Terug naar nieuws

Investeringsbesluit in Zuid-Hollands Warmtelinq genomen

Aanleg startproject Den Haag moet in 2025 afgerond zijn

Gassen Netwerken9 november 2021Thessa de Ridder

Het ministerie van Economische Zaken en Klimaat en Gasunie hebben een definitief investeringsbesluit genomen over de aanleg van een ondergrondse warmteleiding van de Rotterdamse haven naar Den Haag. Eneco zal als eerste warmtebedrijf warmte afnemen uit dit transportnet en leveren aan de gebouwde omgeving in Den Haag. De te leveren warmte is restwarmte van bedrijven in de haven. Met de realisatie van het ‘WarmtelinQ’-project in – volgens planning - 2025 wordt in eerste instantie een CO2-reductie van bijna 0,2 Mton per jaar bereikt.

Open net
WarmtelinQ wordt een open transportleiding waar meerdere afnemers, zoals energieleveranciers, en (duurzame) warmtebronnen (’warmteproducenten’) op aan kunnen sluiten. De nieuwe Warmtewet maakt dat ook mogelijk. Eneco tekende als eerste een transportovereenkomst met Gasunie en zal via het bestaande warmte distributienet in Den Haag warmte leveren aan de gebouwde omgeving. Het warmtetransportnet wordt zo gedimensioneerd dat het op termijn voldoende capaciteit biedt om meer warmteverbruikers aan te sluiten. De restwarmte, die anders ongebruikt zou worden geloosd, komt vrij bij – industriële - processen van bedrijven in de Rotterdamse haven. De inzet van restwarmte levert een besparing op in het gebruik van aardgas. In de toekomst kunnen naast de inzet van restwarmte ook andere (hernieuwbare) warmtebronnen zoals geothermie aangesloten worden.

Uitbreiding
Gasunie onderzoekt samen met de provincie Zuid-Holland en het ministerie van EZK of een aftakking van het tracé van Rijkswijk naar Leiden mogelijk is. Daarmee zouden onder meer de warmtenetten in de regio Leiden van warmte kunnen worden voorzien. Daarnaast zijn door Gasunie de mogelijkheden voor verdere uitrol verkend in een integraal ontwerp waarmee het aantal woningen dat verduurzaamd kan worden substantieel toe kan nemen.

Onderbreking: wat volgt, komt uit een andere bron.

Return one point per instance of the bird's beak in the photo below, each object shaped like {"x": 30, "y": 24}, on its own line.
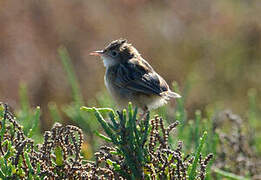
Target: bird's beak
{"x": 96, "y": 53}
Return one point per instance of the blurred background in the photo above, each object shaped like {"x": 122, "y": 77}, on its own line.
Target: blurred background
{"x": 214, "y": 46}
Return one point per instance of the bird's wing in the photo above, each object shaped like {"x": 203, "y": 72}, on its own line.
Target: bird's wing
{"x": 141, "y": 78}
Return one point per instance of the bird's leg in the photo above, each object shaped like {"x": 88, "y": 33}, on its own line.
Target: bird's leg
{"x": 143, "y": 114}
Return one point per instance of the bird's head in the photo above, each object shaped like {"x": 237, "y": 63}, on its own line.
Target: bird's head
{"x": 118, "y": 51}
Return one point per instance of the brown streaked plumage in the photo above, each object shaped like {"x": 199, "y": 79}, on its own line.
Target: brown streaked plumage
{"x": 129, "y": 78}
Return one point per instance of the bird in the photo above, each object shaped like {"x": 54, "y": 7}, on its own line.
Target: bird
{"x": 130, "y": 78}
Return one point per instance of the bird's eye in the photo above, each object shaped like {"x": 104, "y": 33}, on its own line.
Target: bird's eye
{"x": 114, "y": 53}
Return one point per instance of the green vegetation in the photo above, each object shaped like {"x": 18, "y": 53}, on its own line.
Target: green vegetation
{"x": 210, "y": 145}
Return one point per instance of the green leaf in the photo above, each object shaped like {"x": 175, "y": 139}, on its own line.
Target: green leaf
{"x": 192, "y": 174}
{"x": 58, "y": 151}
{"x": 103, "y": 136}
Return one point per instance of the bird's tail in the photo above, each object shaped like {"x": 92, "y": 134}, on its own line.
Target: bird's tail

Het kabinet kondigde met Prinsjesdag aan extra middelen beschikbaar te stellen voor energie-infrastructuurprojecten die belangrijk zijn voor de klimaat- en energietransitie, waaronder het WarmtelinQ-project.

Organisatie
Algemeen directeur Hans Grünfeld van VEMW: “in heel Nederland hebben we de afgelopen decennia gezien dat voorgenomen warmte-uitkoppelingsprojecten bijna altijd stranden voordat een eerste spade in de grond gaat. Dat heeft meerdere oorzaken. Een belangrijke is de gedwongen winkelnering bij een warmteleverancier die tevens het transport en de inkoop van warmte verzorgt. Dat gaat nu doorbroken worden met de nieuwe Warmtewet, door de open-net-aanpak met de mogelijkheid van meerdere warmte-aanbieders en -leveranciers. Daarnaast wordt de niet-meer-dan-anders kostensystematiek losgelaten. Dat is goed uit oogpunt van kostenreflectieve tarieven, met als keerzijde dat de warmtenet-oplossing duurder kan blijken te zijn dan andere duurzame alternatieven zoals een hybride- of all-electric voorziening. De vraag is of de warmteverbruiker de facto de keuze krijgt om in dat geval voor zo’n alternatief te kiezen. Een ander issue is de sterk gepolitiseerde besluitvorming rond warmtenetten, bijvoorbeeld door het uitoefenen van druk m.b.t. de warmtebron(nen): mogen die een fossiele origine hebben wanneer een warmte-uitkoppelingsproject tot CO2-emissiereductie in de voorzieningsketen leidt? Een misvatting is dat industriële restwarmte altijd fossiel is, en daarmee in het energietransitieproces uitfaseert. Bij de productie van groene waterstof uit hernieuwbare elektriciteit wordt 30 procent van de energie-inhoud in warmte omgezet. Restwarmte zal met andere woorden een blijvertje zijn.”